Neither Meta nor the applicant is obligated to enter into a business transaction as a result of the proposal submission. Meta is under no obligation to review or consider any proposal.
Feedback provided in a proposal regarding Meta products or services will not be treated as confidential or protected by copyright, and Meta is free to use such feedback on an unrestricted basis with no compensation to the applicant. The submission of a proposal will not result in the transfer of ownership of any IP rights.
Applicants represent and warrant that they have authority to submit a proposal in connection with a Meta RFP and to grant the rights set forth herein on behalf of their organization. All awards provided by Meta in connection with this RFP shall be used only in accordance with applicable laws and shall not be used in any way, directly or indirectly, to facilitate any act that would constitute bribery or an illegal kickback, an illegal campaign contribution, or would otherwise violate any applicable anti-corruption or political activities law.

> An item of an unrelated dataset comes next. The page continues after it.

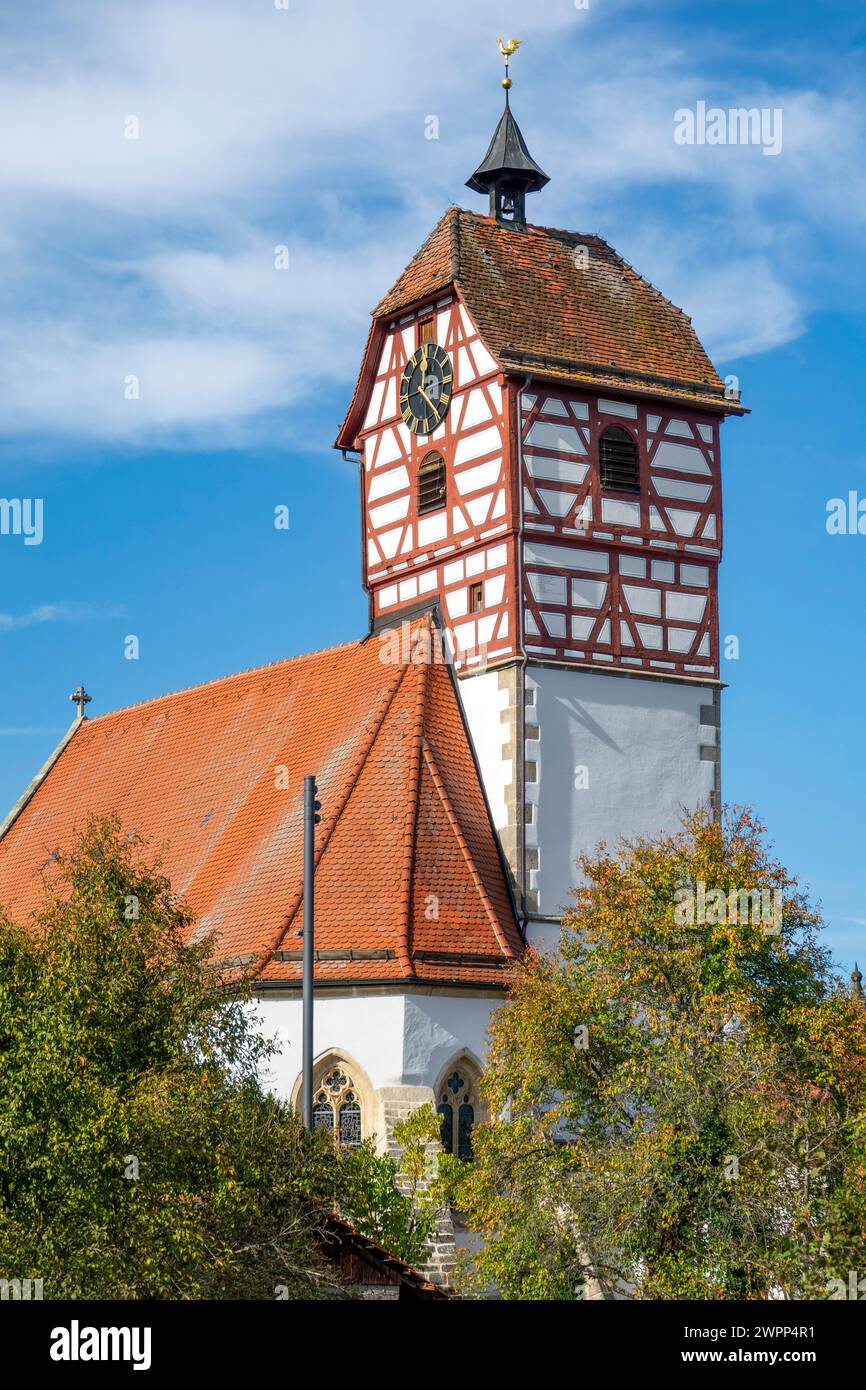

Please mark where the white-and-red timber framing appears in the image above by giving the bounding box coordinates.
[341,286,723,681]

Funding for winning RFP proposals will be provided to the academic institution with which the applicant is affiliated pursuant to a sponsored research agreement (“SRA”) between Meta and such academic institution. Applicants understand and acknowledge that their affiliated academic institution will need to agree to the non-negotiable terms and conditions of the SRA to receive funding.
Applicants must disclose any current or past collaborations with Meta researchers that are related to their RFP project proposal.